Reses DPD Tambah, APBN Tertekan? Pengamat Hukum Angkat Bicara
Pengamat hukum, Hardjuno Wiwoho, memperingatkan potensi tekanan terhadap APBN akibat penambahan waktu reses DPD yang dinilai tidak efisien dan berpotensi melanggar prinsip pengelolaan keuangan negara.

Pengamat Hukum Kritik Tambahan Waktu Reses DPD
Perdebatan terkait penambahan waktu reses Dewan Perwakilan Daerah (DPD) memanas. Hardjuno Wiwoho, seorang pengamat hukum dan pembangunan, menyoroti potensi dampak negatifnya terhadap Anggaran Pendapatan dan Belanja Negara (APBN). Pernyataan ini disampaikan di Jakarta, Jumat (17/1), seperti dikutip dari keterangan tertulis.

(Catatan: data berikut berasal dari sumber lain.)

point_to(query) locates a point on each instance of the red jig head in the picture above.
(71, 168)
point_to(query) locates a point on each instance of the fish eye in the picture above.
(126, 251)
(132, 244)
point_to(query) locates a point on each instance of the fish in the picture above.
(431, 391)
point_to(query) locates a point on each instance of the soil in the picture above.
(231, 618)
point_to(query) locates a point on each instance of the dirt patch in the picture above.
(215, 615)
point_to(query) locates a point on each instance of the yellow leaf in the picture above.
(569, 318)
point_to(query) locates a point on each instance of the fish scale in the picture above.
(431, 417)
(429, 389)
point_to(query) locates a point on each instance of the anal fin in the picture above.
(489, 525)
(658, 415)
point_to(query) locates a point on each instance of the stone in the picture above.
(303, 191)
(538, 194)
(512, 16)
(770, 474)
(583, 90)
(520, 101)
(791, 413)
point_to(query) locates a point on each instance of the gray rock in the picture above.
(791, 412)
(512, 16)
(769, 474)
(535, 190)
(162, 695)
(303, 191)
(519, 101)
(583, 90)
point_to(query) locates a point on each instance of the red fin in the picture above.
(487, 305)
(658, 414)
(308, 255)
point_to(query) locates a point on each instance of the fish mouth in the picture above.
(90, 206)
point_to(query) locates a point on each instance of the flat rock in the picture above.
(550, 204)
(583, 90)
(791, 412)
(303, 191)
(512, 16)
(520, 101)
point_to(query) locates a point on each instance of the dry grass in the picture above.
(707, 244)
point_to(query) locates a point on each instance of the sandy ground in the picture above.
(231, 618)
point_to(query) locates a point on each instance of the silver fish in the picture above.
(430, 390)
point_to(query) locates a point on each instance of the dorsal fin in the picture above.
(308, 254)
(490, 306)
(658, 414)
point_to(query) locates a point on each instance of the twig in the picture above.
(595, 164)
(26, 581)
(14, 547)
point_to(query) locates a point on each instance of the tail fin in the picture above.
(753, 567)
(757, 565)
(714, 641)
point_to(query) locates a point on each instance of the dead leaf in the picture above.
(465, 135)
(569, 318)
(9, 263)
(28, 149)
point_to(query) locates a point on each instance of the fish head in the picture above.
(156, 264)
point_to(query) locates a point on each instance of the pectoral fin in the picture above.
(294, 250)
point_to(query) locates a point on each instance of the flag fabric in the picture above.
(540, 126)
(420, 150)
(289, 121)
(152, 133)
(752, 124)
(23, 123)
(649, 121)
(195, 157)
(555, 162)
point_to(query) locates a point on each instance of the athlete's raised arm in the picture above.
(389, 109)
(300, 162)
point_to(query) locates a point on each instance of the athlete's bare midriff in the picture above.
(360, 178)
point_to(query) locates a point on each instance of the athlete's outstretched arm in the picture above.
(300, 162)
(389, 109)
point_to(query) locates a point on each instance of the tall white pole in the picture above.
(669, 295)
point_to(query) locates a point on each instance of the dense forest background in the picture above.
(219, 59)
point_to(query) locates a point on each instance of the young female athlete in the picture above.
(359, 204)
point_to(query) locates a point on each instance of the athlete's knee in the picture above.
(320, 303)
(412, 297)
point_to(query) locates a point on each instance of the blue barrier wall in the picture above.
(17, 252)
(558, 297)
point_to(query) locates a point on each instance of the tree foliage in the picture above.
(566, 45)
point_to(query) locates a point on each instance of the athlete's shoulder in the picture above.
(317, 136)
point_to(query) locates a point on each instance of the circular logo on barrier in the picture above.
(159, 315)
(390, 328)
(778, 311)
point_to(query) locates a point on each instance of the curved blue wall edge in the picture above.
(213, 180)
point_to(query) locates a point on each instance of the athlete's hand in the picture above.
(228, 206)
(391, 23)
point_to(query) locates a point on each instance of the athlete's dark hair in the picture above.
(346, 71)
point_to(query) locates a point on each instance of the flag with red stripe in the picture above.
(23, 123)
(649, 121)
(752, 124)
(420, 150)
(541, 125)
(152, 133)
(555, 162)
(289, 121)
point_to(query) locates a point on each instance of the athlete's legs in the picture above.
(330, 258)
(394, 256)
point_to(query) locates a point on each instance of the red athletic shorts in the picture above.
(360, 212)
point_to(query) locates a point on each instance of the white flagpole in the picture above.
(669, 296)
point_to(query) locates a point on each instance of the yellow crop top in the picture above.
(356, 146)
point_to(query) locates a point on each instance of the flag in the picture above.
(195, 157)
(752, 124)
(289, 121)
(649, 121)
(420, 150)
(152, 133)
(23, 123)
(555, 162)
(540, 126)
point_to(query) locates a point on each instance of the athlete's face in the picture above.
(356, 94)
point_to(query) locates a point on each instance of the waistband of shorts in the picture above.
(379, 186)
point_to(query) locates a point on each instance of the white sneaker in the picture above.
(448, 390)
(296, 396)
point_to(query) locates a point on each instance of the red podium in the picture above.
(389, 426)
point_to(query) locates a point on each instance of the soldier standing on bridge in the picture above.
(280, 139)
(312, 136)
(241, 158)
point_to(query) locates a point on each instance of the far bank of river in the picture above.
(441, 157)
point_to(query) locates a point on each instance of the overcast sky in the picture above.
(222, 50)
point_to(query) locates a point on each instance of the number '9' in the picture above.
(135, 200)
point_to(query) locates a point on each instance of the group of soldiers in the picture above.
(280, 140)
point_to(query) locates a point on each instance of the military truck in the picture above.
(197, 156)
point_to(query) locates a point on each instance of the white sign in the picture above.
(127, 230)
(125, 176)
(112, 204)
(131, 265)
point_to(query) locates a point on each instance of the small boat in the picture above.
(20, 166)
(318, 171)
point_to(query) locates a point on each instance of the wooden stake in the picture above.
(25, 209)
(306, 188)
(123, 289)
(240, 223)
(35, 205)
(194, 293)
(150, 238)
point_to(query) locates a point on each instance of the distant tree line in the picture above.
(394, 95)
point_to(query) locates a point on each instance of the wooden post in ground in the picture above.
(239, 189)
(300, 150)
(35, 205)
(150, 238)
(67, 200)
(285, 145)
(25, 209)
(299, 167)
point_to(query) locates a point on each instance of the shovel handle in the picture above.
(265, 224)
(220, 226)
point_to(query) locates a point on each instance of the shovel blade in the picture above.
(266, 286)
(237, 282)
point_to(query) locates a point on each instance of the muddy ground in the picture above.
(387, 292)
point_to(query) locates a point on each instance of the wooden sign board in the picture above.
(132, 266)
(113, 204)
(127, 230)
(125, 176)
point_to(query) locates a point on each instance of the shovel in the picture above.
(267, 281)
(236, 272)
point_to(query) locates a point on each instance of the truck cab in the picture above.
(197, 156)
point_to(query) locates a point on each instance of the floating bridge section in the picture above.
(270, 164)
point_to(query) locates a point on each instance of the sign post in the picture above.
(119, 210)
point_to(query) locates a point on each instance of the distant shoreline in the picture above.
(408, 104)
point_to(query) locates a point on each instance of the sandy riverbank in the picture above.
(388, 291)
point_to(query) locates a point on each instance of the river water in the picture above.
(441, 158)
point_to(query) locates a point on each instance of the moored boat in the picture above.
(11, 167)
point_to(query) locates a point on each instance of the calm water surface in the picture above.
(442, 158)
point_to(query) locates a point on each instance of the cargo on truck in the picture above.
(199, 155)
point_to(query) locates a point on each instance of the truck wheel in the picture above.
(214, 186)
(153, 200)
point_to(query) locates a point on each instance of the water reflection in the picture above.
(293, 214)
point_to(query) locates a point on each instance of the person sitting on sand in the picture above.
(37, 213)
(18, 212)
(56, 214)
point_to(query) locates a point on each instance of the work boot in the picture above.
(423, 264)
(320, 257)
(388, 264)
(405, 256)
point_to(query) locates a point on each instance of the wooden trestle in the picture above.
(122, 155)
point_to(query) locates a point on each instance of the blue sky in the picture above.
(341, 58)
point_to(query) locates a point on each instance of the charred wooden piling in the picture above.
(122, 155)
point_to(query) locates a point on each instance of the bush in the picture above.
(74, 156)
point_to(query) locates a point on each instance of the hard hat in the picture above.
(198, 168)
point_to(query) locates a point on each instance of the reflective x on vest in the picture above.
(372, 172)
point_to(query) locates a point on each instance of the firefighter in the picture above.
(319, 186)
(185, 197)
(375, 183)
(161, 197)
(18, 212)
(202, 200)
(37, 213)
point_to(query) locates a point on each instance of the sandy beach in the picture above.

Biaya Reses DPD dan Beban APBN
Hardjuno menjelaskan bahwa biaya reses anggota DPD terbilang signifikan. Dengan estimasi biaya sekitar Rp350 juta per anggota dan jumlah anggota DPD sebanyak 152 orang, maka total biaya yang dikeluarkan dari APBN untuk reses tambahan ini mencapai angka yang cukup fantastis. Ia mempertanyakan efisiensi dan efektivitas penggunaan dana publik sebesar itu.
Pertentangan dengan Regulasi dan Prinsip Keuangan Negara
Menurut Hardjuno, penambahan waktu reses DPD bertentangan dengan ketentuan perundang-undangan yang berlaku. Ia berpendapat bahwa masa reses DPD seharusnya selaras dengan DPR. Penambahan ini, menurutnya, melanggar prinsip efisiensi dan akuntabilitas dalam pengelolaan keuangan negara, sebagaimana tercantum dalam undang-undang terkait.
Dampak terhadap Tata Kelola Keuangan Negara
Lebih lanjut, Hardjuno menekankan bahwa keputusan ini dapat merusak prinsip-prinsip tata kelola keuangan negara yang baik. Selama ini, sinkronisasi jadwal sidang dan reses DPD dengan DPR telah berjalan baik untuk menjamin efektivitas fungsi legislasi, pengawasan, dan representasi. Ia mendesak agar penambahan biaya reses dihentikan untuk mencegah pemborosan dana APBN.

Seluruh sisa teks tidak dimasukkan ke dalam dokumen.